ECLI:NL:RVS:2008:BC4639
Raad van State
- Eerste aanleg - enkelvoudig
- K. Brink
- M.J. van der Zijpp
- Rechtspraak.nl
Vergunningverlening voor opslag en verkoop van vuurwerk in Terneuzen
Op 30 maart 2007 verleende het college van burgemeester en wethouders van Terneuzen een vergunning aan [vergunninghouder] voor de oprichting en exploitatie van een inrichting voor de opslag en verkoop van vuurwerk aan [locatie] te [plaats]. Dit besluit werd op 19 april 2007 ter inzage gelegd. Tegen deze vergunning hebben [appellant] en anderen op 30 mei 2007 beroep ingesteld bij de Raad van State, waarbij zij hun gronden op 20 juni 2007 aanvulden. Het college diende een verweerschrift in en na het vooronderzoek werden nadere stukken van [appellant] en anderen ontvangen en aan de andere partijen toegezonden. De zaak werd door een meervoudige kamer van de Afdeling bestuursrechtspraak verwezen naar een enkelvoudige kamer.
De zitting vond plaats op 11 januari 2008, waar het college vertegenwoordigd was door C.J. Ritico en E. Jansen-Verplanke, en [vergunninghouder] bijgestaan door A.M.W.A.M van der Linden. Tijdens de zitting voerden [appellant] en anderen aan dat de reactie van het college op hun zienswijzen onvoldoende gemotiveerd was. Het college had echter in het bestreden besluit ingegaan op de zienswijzen, en de Raad van State oordeelde dat de reactie niet onvoldoende was, ook al kwam deze overeen met eerdere reacties op andere zienswijzen.

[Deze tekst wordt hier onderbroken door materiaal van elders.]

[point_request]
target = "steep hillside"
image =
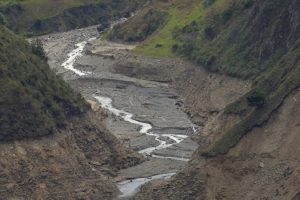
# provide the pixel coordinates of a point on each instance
(249, 155)
(45, 16)
(52, 145)
(34, 101)
(241, 38)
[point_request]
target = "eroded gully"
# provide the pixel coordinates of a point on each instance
(145, 110)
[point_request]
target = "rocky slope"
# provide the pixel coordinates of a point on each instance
(247, 148)
(53, 146)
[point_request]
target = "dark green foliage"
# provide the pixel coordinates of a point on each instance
(148, 23)
(87, 14)
(38, 49)
(249, 39)
(256, 98)
(3, 20)
(33, 101)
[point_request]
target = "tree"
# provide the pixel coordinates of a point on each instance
(256, 98)
(38, 49)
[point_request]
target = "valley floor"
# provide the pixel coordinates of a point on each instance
(157, 91)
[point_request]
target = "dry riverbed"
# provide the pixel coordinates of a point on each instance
(144, 114)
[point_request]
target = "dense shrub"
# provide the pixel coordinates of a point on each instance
(33, 101)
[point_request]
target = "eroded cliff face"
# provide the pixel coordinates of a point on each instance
(75, 162)
(257, 156)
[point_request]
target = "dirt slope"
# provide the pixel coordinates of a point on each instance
(74, 163)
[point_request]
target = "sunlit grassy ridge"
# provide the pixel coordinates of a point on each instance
(249, 39)
(44, 16)
(179, 16)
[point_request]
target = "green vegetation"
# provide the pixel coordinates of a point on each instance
(33, 17)
(138, 31)
(33, 101)
(249, 39)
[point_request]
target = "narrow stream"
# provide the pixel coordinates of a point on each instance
(129, 187)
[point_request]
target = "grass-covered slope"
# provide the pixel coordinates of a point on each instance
(33, 101)
(45, 16)
(249, 39)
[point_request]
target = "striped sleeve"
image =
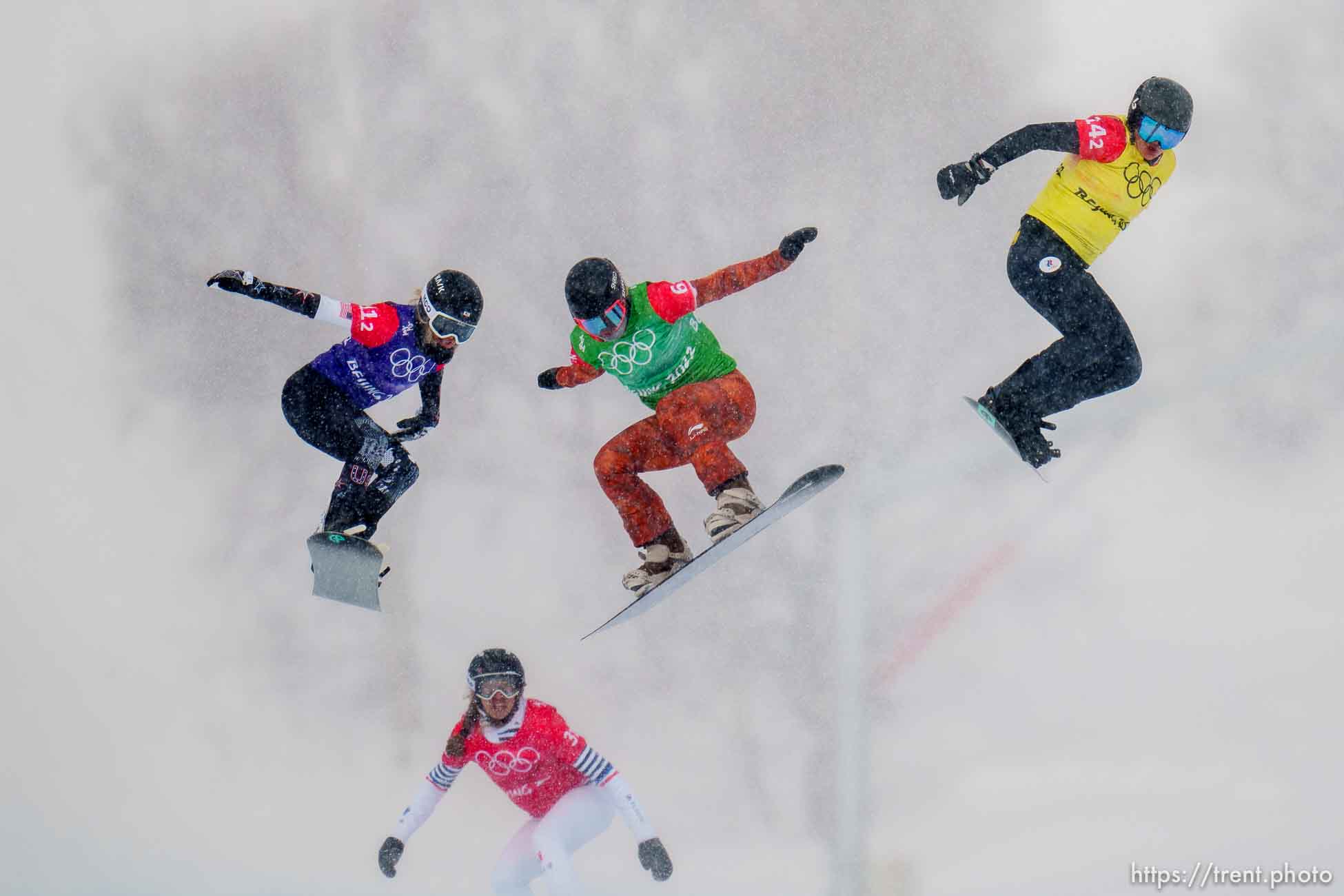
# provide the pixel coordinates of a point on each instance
(442, 775)
(418, 811)
(594, 768)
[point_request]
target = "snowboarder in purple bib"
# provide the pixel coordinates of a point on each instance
(390, 348)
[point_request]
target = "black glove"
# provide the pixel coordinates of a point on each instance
(389, 855)
(963, 178)
(793, 243)
(413, 427)
(652, 855)
(233, 281)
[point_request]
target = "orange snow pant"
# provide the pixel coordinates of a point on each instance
(691, 425)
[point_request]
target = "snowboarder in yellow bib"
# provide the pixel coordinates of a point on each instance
(1114, 168)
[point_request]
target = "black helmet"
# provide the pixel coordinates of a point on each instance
(496, 661)
(1164, 101)
(591, 287)
(452, 304)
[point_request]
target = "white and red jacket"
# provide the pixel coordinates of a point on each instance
(536, 760)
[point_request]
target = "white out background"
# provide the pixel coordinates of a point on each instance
(1137, 662)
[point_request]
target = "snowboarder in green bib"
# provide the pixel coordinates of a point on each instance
(651, 340)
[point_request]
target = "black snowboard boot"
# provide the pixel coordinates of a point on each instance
(343, 512)
(1023, 426)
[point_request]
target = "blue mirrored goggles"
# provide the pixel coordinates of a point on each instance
(1159, 133)
(503, 683)
(607, 323)
(445, 325)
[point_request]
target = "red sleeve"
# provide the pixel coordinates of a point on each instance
(737, 277)
(577, 374)
(456, 762)
(567, 744)
(672, 301)
(1101, 137)
(373, 325)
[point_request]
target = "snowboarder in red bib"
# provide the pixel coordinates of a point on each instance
(649, 339)
(390, 348)
(550, 771)
(1114, 168)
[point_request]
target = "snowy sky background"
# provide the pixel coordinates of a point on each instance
(1137, 662)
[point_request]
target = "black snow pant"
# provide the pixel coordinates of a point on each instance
(325, 418)
(1096, 352)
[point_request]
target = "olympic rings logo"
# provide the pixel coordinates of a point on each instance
(505, 762)
(410, 367)
(627, 355)
(1141, 183)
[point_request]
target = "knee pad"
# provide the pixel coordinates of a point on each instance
(611, 461)
(397, 474)
(1130, 367)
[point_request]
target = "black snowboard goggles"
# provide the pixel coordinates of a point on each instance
(506, 683)
(442, 324)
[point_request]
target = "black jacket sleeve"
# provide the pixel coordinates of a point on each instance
(288, 297)
(431, 386)
(1061, 136)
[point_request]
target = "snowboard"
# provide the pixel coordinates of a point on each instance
(803, 491)
(346, 569)
(999, 430)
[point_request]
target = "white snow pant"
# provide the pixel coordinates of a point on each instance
(543, 846)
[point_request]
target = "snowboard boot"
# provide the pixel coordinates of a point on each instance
(662, 556)
(738, 505)
(343, 512)
(1023, 426)
(1032, 444)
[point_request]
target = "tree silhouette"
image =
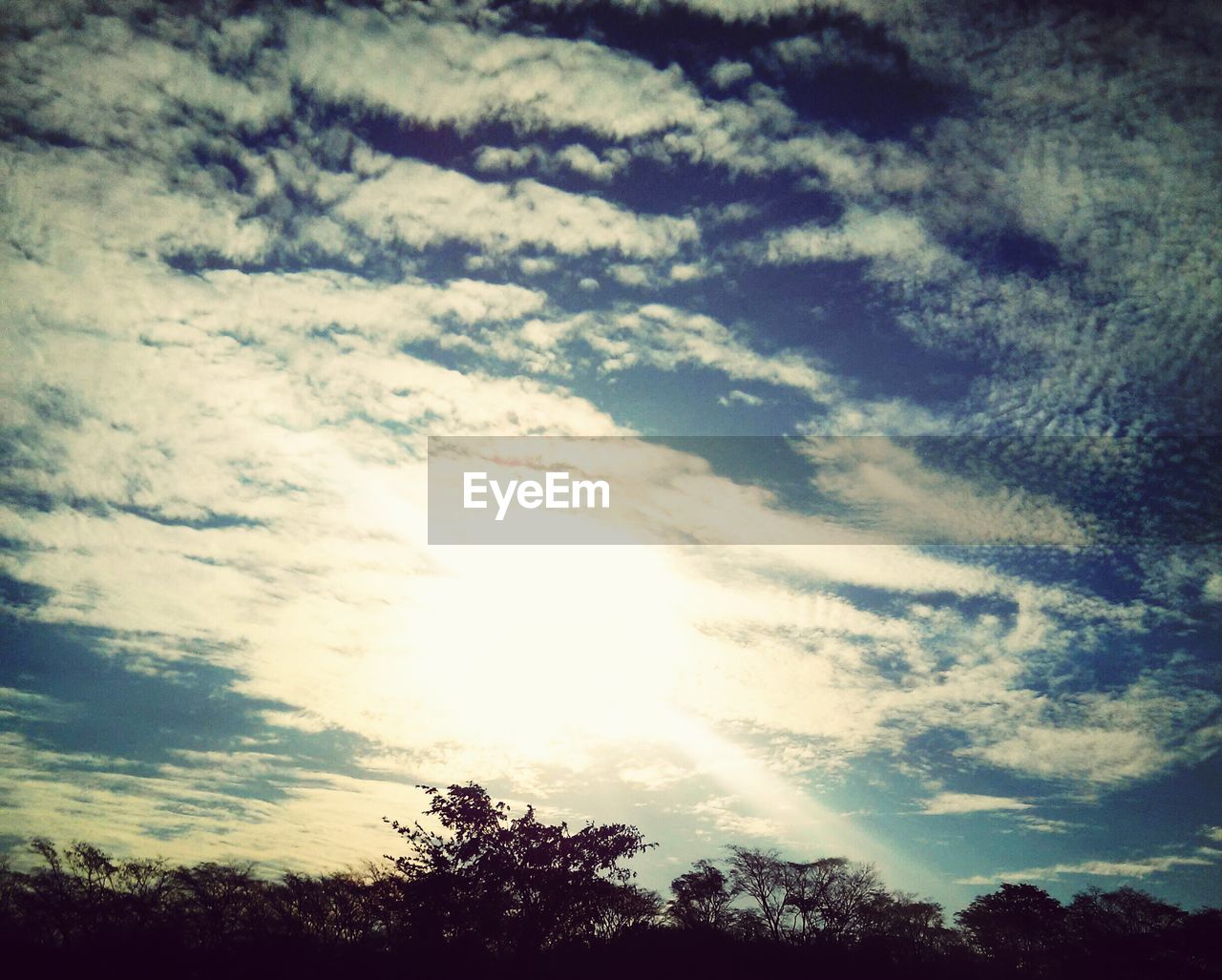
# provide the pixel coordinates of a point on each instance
(702, 898)
(516, 885)
(1017, 926)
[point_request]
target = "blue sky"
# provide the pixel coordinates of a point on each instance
(252, 261)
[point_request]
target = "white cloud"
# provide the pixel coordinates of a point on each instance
(1137, 867)
(972, 803)
(420, 204)
(741, 397)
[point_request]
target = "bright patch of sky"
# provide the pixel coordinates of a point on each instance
(249, 262)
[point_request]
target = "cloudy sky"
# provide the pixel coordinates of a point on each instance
(252, 261)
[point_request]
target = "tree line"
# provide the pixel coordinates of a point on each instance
(483, 892)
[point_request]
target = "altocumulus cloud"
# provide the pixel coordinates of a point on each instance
(252, 261)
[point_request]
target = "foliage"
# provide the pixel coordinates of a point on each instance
(480, 888)
(512, 884)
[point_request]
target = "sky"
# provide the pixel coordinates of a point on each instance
(962, 257)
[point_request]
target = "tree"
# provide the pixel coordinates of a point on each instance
(702, 898)
(511, 885)
(1018, 924)
(760, 876)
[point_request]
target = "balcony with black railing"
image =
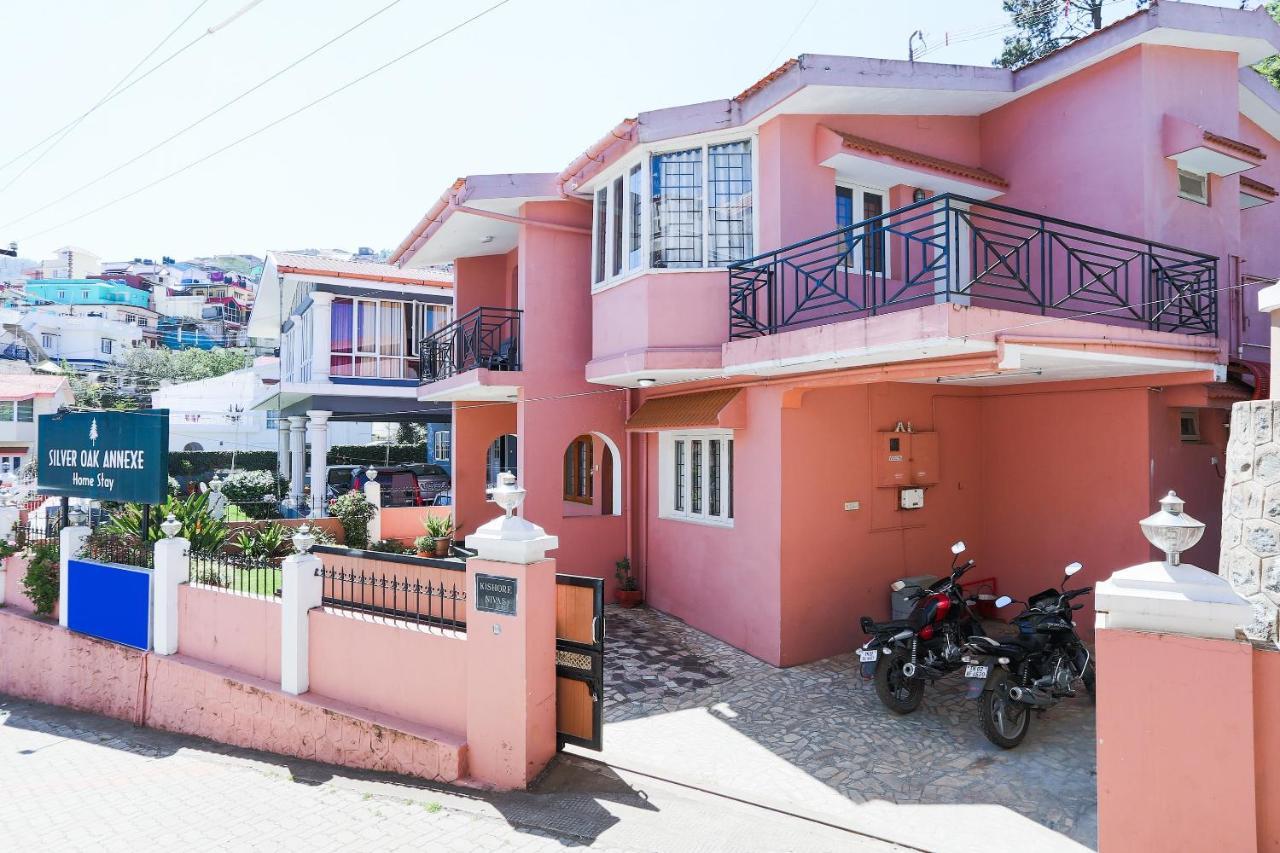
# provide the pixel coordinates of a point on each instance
(959, 250)
(481, 340)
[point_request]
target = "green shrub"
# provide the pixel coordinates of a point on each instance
(42, 576)
(353, 511)
(246, 489)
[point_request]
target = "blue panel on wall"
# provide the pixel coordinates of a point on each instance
(112, 602)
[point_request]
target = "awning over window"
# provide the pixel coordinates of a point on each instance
(718, 409)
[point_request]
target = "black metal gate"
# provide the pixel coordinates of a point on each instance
(580, 661)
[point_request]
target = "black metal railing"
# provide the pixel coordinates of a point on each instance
(119, 548)
(952, 249)
(402, 600)
(484, 337)
(236, 573)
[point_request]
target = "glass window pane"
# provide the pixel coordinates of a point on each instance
(728, 188)
(713, 478)
(636, 218)
(602, 211)
(616, 231)
(679, 502)
(677, 209)
(339, 327)
(695, 471)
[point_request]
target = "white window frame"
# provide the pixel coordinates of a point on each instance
(1198, 199)
(667, 477)
(644, 159)
(859, 191)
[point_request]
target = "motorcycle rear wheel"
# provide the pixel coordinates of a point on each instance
(899, 693)
(1004, 721)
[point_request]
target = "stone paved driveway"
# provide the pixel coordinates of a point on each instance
(816, 739)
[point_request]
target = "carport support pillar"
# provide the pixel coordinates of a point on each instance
(1175, 712)
(511, 647)
(319, 460)
(297, 459)
(71, 541)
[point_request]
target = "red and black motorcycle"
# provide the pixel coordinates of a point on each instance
(905, 655)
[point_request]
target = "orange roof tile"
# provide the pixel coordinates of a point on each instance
(915, 158)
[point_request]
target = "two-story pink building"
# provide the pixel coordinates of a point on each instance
(785, 347)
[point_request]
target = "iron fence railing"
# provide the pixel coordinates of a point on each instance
(119, 548)
(952, 249)
(237, 573)
(484, 337)
(400, 598)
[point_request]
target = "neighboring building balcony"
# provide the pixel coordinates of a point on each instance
(954, 277)
(474, 357)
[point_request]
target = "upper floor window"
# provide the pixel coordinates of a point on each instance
(699, 211)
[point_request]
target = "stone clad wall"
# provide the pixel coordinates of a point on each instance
(1251, 514)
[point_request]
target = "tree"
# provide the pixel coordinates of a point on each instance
(1270, 67)
(1043, 26)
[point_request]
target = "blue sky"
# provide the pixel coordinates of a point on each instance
(524, 89)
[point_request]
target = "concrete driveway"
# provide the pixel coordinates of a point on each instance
(814, 740)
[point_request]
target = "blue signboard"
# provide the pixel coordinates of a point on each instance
(105, 455)
(109, 601)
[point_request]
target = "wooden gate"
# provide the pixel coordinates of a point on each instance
(579, 661)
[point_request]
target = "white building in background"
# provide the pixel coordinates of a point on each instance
(216, 414)
(72, 261)
(87, 341)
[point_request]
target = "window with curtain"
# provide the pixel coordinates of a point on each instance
(341, 343)
(728, 205)
(677, 209)
(579, 486)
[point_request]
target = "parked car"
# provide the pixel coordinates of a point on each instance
(400, 483)
(432, 479)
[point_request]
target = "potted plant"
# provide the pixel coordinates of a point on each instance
(440, 529)
(627, 593)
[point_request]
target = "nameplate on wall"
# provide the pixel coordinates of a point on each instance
(496, 594)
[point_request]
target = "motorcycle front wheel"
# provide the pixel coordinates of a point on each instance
(899, 693)
(1004, 721)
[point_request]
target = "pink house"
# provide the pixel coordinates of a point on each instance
(782, 349)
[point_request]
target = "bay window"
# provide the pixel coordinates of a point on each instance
(696, 477)
(699, 211)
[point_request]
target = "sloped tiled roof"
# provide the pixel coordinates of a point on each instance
(289, 263)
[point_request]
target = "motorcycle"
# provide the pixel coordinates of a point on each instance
(1033, 670)
(904, 655)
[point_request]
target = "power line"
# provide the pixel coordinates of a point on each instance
(71, 126)
(275, 122)
(201, 119)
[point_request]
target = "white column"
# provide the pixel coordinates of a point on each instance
(319, 460)
(172, 569)
(71, 539)
(282, 465)
(297, 457)
(301, 589)
(321, 310)
(374, 495)
(8, 519)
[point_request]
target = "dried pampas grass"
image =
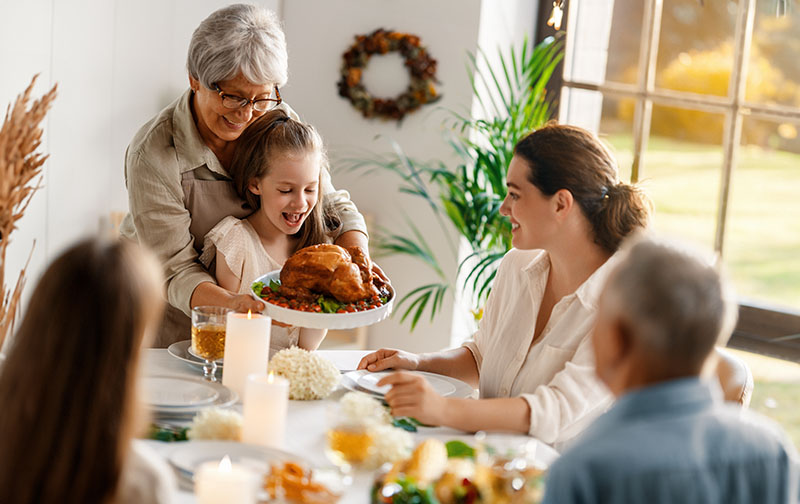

Daarnaast stelden [appellant] en anderen dat de vestiging van de inrichting nabij andere bebouwing onterecht was toegestaan vanwege veiligheidsrisico's. De Raad van State oordeelde dat het college de veiligheidsafstanden, zoals vastgelegd in het Vuurwerkbesluit, in acht had genomen en dat er geen grond was voor weigering van de vergunning. De argumenten van [appellant] en anderen die betrekking hadden op planologie werden niet relevant geacht voor de beoordeling van de vergunning op basis van de Wet milieubeheer.
Uiteindelijk verklaarde de Raad van State het beroep ongegrond en gaf geen aanleiding voor een proceskostenveroordeling. De uitspraak werd gedaan in naam der Koningin op 20 februari 2008.